Mesela uzun roman ''Haşlanmış harikalar diyarı ve dünyanın sonu'' içindeki ''Haşlanmış harikalar diyarı''nda ''Ben (watashi)'', ''dünyanın sonu''nda ise ''Ben (Boku)'' diyor ama Danimarkacada iki ''Ben (watashi ve boku)'' yok. Ne yaparsınız? 

── あー‥‥わからないです、さっぱり。
Aah… hiç fikirim yok. Sıfır.

M: 以前、アメリカの翻訳者で、その問題に自由なやり方で取り組んだ人がいて、彼は「時制」を変えました。「ハードボイルド・ワンダーランド」は過去形、「世界の終り」は現在形で訳した。
Daha önce Amerikalı çevirmen bu soruyu özgürce çözmeye çalıştı: O ''zaman eki''ni değiştirdi. Yani ''Haşlanmış harikalar diyarı''nda geçmiş zaman ekini, ''dünyanın sonu''nda ise şimdiki zaman ekini kullanarak çevirdi.
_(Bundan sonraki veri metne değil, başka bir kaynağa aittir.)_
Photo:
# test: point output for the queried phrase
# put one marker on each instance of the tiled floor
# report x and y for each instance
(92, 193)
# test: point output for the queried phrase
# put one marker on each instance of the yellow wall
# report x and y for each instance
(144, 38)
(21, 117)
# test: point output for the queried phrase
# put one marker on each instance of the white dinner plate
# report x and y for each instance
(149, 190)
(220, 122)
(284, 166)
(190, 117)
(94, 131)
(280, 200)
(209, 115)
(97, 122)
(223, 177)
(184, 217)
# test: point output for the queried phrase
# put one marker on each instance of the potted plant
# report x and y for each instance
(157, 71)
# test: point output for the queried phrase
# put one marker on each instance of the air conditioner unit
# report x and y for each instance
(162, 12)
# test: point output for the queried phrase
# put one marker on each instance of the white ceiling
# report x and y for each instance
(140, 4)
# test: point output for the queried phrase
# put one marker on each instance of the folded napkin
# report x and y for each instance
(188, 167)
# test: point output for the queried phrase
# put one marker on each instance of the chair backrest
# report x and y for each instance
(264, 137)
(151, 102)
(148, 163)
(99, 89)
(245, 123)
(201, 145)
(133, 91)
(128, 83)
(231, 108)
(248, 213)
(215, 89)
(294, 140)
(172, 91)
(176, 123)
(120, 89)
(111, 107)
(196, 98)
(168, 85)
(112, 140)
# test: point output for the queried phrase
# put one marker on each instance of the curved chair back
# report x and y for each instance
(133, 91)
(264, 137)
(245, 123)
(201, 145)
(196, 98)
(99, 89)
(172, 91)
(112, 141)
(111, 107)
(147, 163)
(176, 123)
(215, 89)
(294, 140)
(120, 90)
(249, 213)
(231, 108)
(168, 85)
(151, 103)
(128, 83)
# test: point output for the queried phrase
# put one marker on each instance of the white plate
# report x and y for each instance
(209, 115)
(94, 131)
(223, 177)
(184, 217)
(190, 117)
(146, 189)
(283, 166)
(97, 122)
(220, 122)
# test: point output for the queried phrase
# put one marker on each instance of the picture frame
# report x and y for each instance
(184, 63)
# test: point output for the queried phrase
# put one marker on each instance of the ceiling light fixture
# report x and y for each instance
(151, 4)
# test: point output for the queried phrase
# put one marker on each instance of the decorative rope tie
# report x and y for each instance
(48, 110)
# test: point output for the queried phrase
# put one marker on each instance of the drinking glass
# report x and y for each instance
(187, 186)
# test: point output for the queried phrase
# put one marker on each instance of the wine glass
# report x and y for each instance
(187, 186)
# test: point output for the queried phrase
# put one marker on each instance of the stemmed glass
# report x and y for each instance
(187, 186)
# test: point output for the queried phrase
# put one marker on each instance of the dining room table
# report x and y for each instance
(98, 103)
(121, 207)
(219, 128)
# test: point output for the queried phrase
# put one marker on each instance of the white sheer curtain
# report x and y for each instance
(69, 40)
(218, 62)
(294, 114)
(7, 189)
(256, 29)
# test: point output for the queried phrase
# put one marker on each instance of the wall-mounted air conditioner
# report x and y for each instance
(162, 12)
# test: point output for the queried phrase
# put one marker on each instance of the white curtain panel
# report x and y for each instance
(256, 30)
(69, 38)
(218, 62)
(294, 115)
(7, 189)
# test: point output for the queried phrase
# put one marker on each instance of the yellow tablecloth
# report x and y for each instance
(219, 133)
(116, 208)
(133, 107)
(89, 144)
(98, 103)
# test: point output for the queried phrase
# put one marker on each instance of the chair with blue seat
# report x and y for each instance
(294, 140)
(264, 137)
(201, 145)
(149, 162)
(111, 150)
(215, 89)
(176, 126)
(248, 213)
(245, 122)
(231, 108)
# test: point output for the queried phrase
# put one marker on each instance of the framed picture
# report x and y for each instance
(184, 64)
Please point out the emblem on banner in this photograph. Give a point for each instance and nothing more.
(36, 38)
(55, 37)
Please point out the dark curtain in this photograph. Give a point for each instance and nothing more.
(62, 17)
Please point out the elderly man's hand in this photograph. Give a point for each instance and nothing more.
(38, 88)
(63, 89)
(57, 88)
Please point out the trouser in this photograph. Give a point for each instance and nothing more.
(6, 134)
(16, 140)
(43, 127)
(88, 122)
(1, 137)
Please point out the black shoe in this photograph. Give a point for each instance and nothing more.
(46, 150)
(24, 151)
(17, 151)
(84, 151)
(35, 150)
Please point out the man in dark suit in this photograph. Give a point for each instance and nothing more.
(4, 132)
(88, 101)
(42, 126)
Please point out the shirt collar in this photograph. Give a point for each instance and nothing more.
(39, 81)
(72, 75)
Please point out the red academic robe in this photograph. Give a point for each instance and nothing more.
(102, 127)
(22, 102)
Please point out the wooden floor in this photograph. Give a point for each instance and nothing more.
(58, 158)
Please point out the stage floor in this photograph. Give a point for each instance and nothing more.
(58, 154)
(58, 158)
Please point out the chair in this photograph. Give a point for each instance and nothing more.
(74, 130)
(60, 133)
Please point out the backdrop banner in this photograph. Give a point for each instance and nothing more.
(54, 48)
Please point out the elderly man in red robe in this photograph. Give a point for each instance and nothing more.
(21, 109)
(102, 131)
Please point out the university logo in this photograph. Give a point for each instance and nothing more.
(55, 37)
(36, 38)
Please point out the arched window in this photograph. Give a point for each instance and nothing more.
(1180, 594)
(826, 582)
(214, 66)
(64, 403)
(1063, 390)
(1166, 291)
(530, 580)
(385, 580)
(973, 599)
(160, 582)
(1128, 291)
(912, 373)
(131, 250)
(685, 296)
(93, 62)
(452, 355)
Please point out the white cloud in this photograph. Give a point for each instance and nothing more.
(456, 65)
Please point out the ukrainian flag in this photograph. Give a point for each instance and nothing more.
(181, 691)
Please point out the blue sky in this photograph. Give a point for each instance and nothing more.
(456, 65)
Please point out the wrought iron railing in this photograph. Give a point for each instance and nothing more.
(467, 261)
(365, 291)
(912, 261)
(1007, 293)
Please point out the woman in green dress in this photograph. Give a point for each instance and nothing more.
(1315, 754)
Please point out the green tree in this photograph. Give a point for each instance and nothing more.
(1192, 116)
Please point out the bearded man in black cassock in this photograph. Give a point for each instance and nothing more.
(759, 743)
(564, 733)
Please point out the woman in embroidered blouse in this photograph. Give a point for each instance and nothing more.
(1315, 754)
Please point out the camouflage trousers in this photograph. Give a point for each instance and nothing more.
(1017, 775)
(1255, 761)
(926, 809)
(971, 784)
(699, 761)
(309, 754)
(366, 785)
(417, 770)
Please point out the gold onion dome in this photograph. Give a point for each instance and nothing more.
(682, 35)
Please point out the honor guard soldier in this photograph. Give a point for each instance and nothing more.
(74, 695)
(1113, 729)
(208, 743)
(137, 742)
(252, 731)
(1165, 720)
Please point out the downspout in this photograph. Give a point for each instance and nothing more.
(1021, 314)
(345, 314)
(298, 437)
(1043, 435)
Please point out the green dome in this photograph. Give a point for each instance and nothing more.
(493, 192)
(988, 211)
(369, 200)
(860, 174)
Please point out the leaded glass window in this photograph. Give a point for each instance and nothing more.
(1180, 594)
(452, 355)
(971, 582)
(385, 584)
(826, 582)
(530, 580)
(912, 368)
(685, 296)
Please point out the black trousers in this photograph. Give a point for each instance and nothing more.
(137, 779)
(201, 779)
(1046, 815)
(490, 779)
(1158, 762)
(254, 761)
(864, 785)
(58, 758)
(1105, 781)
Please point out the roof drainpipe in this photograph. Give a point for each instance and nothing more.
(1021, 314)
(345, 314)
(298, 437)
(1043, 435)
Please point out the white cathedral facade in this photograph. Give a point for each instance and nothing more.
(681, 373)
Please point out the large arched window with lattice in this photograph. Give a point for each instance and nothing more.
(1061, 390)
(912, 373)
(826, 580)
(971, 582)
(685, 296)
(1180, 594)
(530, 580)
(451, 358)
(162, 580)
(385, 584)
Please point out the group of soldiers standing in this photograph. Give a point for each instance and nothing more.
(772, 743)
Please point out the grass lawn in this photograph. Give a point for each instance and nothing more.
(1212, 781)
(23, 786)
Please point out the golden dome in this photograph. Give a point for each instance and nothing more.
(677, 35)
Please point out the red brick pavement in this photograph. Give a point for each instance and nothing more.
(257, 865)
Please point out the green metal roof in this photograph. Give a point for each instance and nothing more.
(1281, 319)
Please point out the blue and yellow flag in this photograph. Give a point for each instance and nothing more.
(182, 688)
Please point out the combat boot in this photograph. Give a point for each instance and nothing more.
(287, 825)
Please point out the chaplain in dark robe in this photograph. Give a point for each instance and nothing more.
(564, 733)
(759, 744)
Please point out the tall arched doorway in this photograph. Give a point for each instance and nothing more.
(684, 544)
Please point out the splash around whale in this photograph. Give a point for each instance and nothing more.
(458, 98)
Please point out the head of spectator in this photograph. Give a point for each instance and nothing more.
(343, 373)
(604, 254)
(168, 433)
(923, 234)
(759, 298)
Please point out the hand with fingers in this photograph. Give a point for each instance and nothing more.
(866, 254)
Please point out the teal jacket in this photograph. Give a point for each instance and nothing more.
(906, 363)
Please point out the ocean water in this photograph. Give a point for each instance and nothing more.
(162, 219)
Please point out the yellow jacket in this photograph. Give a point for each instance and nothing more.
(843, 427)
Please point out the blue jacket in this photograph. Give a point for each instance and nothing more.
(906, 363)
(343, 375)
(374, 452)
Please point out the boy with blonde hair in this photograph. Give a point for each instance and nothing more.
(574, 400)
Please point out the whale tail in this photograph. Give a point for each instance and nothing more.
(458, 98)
── うまく想像できませんが、それは、かなり読んだ感じが変わりそうですね。
Ben pek hayal edemiyorum ama yine de okuma hissi oldukça değişiyor gibi.

M: はい、ふたつは、とてもちがう雰囲気になった。その意味での効果はあったけど、でも実際、作品に対しては不誠実だと思います。
Evet. İki bölüm oldukça farklı hise sahip oldu. Bu anlamda etkileyiciydi ancak esere karşı düşünürsek sadakatsizdi kanımca.

── たしかに。
Doğrudur.

M: これは村上さんに限らずですが、日本語って、過去形と現在形が混ざりますよね。
Bu sadece Haruki’nin eserlerinde değil, Japonca cümlelerde genel olarak geçmiş ve şimdiki zaman karışıyor, değil mi?

── 混ざりますね。ひとつの文章のなかでも。しかもそれが厳密な時系列の表現というよりも、雰囲気とか気持ちの表れだったりします。
Evet, karışıyor. Bir cümle içinde bile. Üstüne bu katı zaman kuralına uyan ifade demekten ziyade o sahnenin havası, insanın duyguları ile alakalı.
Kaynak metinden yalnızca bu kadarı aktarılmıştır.